By: Caitlin Patrick

Flags are one of the most important components to NASCAR. With them Officials are able to communicate with the drivers. If one fails to listen to them, it could be disastrous.

Here is a quick guide to understand what the eight different flags mean.

 

green-flag

Green

This signifies the begin of the race. It is also shown during restarts. As soon as the drivers see this flag, they accelerate to the track speed. The lead driver cannot be passed until the green flag starts waving.

 

Red

This indicated that the race must stop immediately, it doesn’t matter where the cars are on the track. This happens when there has been a large wreck and officials need more time to clear it. Bad weather can also cause a red flag; rain, thunderstorms, etc.

Yellow

Signals a caution. This means that all drivers must slow and form a line behind the pace car. This could happen because of a wreck, there could be debris on the track or a competition caution.

 

White

Signals that the lead driver has begun the last lap of the race.

 

Checkered

This iconic flag signifies someone has crossed the finish line and the race has ended.

 

 

Black

When a driver is given a black flag it means they must answer a concern from NASCAR. They have five laps to respond.
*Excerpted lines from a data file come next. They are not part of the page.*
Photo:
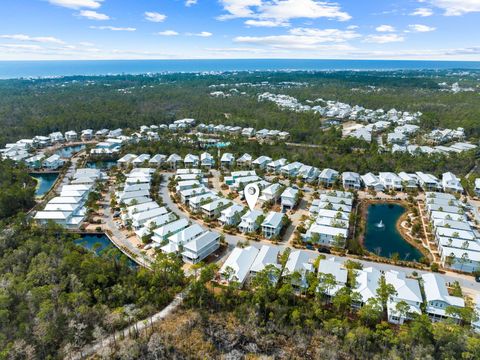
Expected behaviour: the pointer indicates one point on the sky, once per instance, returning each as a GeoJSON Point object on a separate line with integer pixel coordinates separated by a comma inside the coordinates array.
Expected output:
{"type": "Point", "coordinates": [219, 29]}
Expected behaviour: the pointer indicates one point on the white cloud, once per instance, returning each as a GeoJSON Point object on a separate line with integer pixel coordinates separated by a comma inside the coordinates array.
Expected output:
{"type": "Point", "coordinates": [41, 39]}
{"type": "Point", "coordinates": [281, 11]}
{"type": "Point", "coordinates": [77, 4]}
{"type": "Point", "coordinates": [304, 38]}
{"type": "Point", "coordinates": [168, 33]}
{"type": "Point", "coordinates": [384, 39]}
{"type": "Point", "coordinates": [154, 16]}
{"type": "Point", "coordinates": [93, 15]}
{"type": "Point", "coordinates": [423, 12]}
{"type": "Point", "coordinates": [265, 23]}
{"type": "Point", "coordinates": [456, 7]}
{"type": "Point", "coordinates": [113, 28]}
{"type": "Point", "coordinates": [200, 34]}
{"type": "Point", "coordinates": [421, 28]}
{"type": "Point", "coordinates": [385, 28]}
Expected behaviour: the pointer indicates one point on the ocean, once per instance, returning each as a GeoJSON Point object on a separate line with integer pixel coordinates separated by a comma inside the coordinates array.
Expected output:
{"type": "Point", "coordinates": [36, 69]}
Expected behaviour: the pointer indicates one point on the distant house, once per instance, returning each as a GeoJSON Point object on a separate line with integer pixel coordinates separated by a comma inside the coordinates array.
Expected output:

A number of things can cause a black flag including, failing to maintain the minimum speed, dropping debris onto the track or speeding on pit road.

 

black-and-white

Black with a White Stripe

If the driver fails to respond to a black flag and pit within five laps, the flagman will wave this flag. This means scoring has stopped for that driver until further notice.

 

Blue with a Yellow Stripe

This flag is given to drivers not on the lead lap. It means slower cars must yield to lead-lap cars that are passing.